A folia passou e até que fosse embora, Leocádia cantou e dançou. Um brilho sorrateiro piscava estreladamente nos olhos negros da quase senhora. "Vai ser hoje, mãe!" À tardinha, caia na praça. Um sereno fino e frio cambeteava no ar. Da pequena bolsa ela tirou o lenço, dobrou em forma de um triângulo, cobriu a cabeça e com um nó debaixo do queixo prendeu as duas pontas do tecido de algodão preto. O relógio da praça quase marcava dezoito horas. Ela tomou o rumo da igreja.Terminada a missa o padre saiu e retornou algum tempo depois, quando ainda restava certo rebuliço no salão iluminado da igreja. Foi então que Leocádia veio feito um gato, olhos cravados na presa.

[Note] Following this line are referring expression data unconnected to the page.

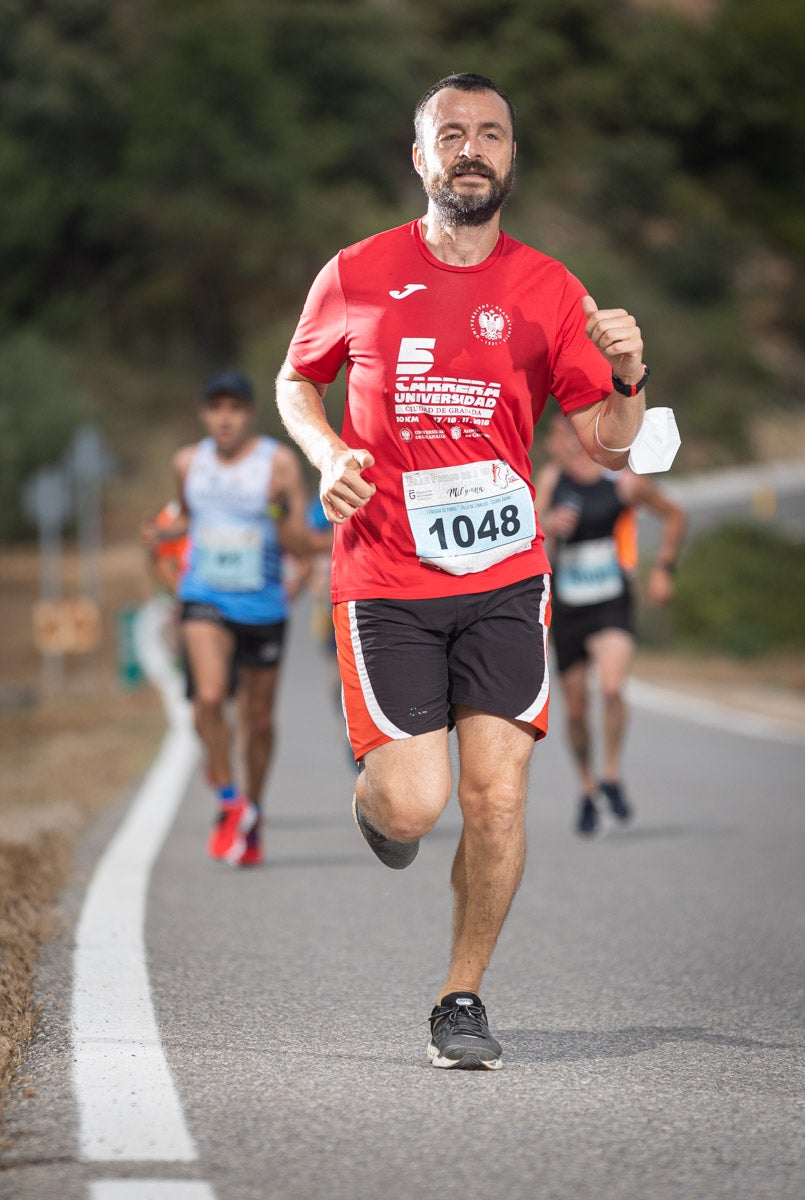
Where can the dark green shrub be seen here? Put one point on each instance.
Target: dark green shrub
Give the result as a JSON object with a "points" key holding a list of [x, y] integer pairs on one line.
{"points": [[41, 406], [740, 591]]}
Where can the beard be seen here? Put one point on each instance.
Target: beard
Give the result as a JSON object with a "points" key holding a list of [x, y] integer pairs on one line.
{"points": [[467, 208]]}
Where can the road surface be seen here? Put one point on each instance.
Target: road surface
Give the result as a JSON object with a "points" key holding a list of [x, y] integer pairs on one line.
{"points": [[647, 990]]}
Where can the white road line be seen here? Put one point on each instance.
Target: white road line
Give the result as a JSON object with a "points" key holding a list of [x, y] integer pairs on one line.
{"points": [[706, 712], [150, 1189], [128, 1108]]}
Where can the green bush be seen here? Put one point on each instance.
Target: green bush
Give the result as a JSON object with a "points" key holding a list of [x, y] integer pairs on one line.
{"points": [[740, 592], [41, 407]]}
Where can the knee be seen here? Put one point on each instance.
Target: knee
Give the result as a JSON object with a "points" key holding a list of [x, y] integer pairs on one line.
{"points": [[208, 702], [259, 725], [493, 814], [612, 693], [406, 814]]}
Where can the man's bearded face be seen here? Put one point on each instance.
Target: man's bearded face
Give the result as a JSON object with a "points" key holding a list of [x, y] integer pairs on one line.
{"points": [[467, 205]]}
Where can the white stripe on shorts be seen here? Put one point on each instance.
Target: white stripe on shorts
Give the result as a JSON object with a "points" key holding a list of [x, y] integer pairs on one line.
{"points": [[377, 714], [539, 703]]}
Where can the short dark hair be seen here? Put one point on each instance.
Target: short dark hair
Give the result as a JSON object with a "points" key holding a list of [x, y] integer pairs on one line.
{"points": [[463, 81], [229, 383]]}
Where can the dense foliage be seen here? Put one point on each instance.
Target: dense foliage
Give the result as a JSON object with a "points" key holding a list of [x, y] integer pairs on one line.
{"points": [[724, 600], [174, 172]]}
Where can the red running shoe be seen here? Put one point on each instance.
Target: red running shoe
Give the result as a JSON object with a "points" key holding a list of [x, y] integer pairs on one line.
{"points": [[253, 853], [230, 831]]}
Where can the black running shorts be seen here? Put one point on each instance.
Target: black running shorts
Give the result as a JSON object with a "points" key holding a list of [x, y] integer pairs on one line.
{"points": [[256, 646], [404, 664], [571, 625]]}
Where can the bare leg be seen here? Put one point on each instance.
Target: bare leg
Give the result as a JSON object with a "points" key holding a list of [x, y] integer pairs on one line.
{"points": [[406, 785], [209, 652], [494, 754], [575, 691], [612, 652]]}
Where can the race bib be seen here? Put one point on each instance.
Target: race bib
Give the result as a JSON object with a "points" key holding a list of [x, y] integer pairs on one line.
{"points": [[466, 519], [588, 573], [230, 559]]}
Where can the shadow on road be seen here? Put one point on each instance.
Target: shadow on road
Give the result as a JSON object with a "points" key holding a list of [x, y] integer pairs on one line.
{"points": [[546, 1045]]}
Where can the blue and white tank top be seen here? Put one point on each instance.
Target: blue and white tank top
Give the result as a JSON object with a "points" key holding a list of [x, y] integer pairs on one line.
{"points": [[235, 558]]}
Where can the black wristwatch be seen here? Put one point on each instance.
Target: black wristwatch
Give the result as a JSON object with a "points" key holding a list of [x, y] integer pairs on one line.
{"points": [[630, 389]]}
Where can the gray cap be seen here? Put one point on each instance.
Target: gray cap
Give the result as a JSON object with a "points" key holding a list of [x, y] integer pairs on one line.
{"points": [[229, 383]]}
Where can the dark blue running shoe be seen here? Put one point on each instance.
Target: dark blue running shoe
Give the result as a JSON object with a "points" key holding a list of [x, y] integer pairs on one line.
{"points": [[460, 1035]]}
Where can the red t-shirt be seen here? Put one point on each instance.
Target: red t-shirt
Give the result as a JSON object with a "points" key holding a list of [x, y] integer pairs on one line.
{"points": [[445, 366]]}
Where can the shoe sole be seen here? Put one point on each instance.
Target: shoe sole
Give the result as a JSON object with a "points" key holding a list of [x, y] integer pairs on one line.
{"points": [[392, 867], [469, 1061]]}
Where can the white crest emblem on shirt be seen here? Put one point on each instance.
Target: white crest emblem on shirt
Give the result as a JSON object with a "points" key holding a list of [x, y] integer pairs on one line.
{"points": [[491, 324]]}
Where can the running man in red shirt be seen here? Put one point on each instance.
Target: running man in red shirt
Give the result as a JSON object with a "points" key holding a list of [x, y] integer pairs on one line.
{"points": [[452, 335]]}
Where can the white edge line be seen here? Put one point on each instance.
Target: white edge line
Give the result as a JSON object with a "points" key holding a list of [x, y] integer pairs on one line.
{"points": [[683, 706], [150, 1189], [128, 1108]]}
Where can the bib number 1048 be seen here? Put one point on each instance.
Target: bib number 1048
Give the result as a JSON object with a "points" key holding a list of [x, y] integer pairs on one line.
{"points": [[467, 517], [466, 532]]}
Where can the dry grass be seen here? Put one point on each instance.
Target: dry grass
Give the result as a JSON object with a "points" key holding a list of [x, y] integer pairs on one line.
{"points": [[65, 756]]}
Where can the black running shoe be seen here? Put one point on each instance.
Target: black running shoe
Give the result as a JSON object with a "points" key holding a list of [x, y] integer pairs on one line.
{"points": [[396, 855], [460, 1035], [587, 821], [618, 805]]}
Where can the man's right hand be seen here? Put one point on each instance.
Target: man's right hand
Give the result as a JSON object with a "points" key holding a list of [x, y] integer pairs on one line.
{"points": [[343, 491]]}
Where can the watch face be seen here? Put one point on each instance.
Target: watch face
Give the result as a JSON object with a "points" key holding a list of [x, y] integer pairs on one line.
{"points": [[630, 389]]}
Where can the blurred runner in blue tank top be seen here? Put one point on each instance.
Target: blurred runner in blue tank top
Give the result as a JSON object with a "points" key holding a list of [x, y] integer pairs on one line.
{"points": [[242, 502]]}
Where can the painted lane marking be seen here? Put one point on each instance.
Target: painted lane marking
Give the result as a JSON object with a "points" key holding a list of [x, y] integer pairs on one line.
{"points": [[127, 1103], [708, 712], [128, 1108], [150, 1189]]}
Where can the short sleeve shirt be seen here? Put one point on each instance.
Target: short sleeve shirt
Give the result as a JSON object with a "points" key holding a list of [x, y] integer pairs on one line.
{"points": [[445, 366]]}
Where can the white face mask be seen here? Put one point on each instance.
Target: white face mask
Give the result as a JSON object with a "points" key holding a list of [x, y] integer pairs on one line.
{"points": [[655, 447]]}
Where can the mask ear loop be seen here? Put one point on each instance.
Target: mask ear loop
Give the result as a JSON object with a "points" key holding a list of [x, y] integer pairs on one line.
{"points": [[608, 449]]}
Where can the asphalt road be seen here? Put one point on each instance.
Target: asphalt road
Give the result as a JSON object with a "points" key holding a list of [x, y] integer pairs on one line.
{"points": [[648, 990]]}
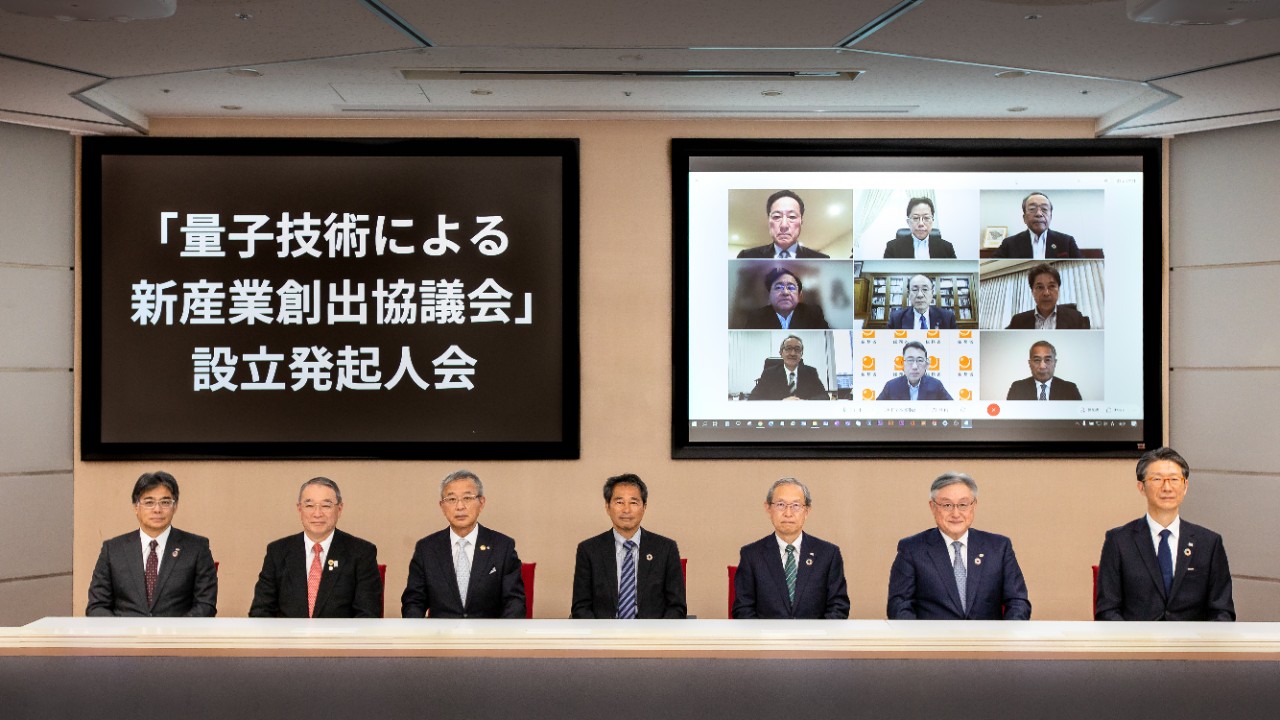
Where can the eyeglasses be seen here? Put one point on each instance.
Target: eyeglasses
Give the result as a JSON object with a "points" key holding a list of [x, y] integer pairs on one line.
{"points": [[465, 500]]}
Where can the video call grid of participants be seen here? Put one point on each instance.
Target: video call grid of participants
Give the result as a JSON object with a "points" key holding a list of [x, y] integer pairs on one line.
{"points": [[1036, 279]]}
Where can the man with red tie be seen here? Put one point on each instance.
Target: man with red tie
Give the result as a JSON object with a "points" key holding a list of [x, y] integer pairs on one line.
{"points": [[323, 572]]}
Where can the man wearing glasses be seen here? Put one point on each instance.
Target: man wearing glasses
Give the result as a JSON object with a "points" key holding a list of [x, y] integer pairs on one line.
{"points": [[915, 382], [465, 570], [792, 379], [158, 570], [952, 572], [1160, 566], [790, 574], [786, 309], [323, 572], [1047, 315], [920, 241]]}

Passou pelas pessoas que conversavam com ele e sem sequer pestanejar, agarrou-se nas desprevenidas mão e boca do vigário, que prendeu a respiração, arregalou os olhos sem saber o que mais fazer, exibindo a vermelha marca do beijo inesperado, enquanto Leocádia saia correndo da sacristia para a rua, arrastando o grito como se conduzisse um balão a gás detido no ar pela força contrária do vento: loooouuuccccaaaaaa!

Quem tinha saído da igreja voltou às pressas e quem ficou, depressa foi atrás de Leocádia. Por que e para que voltaram ou saíram, ninguém entendia. Mas cadê Leocádia? Entra e sai de quartos e salas, casa de vizinho, escola, estrada, hospital, mato denso, rio afora, nada! O padre, desesperado, não sabia o que fazer.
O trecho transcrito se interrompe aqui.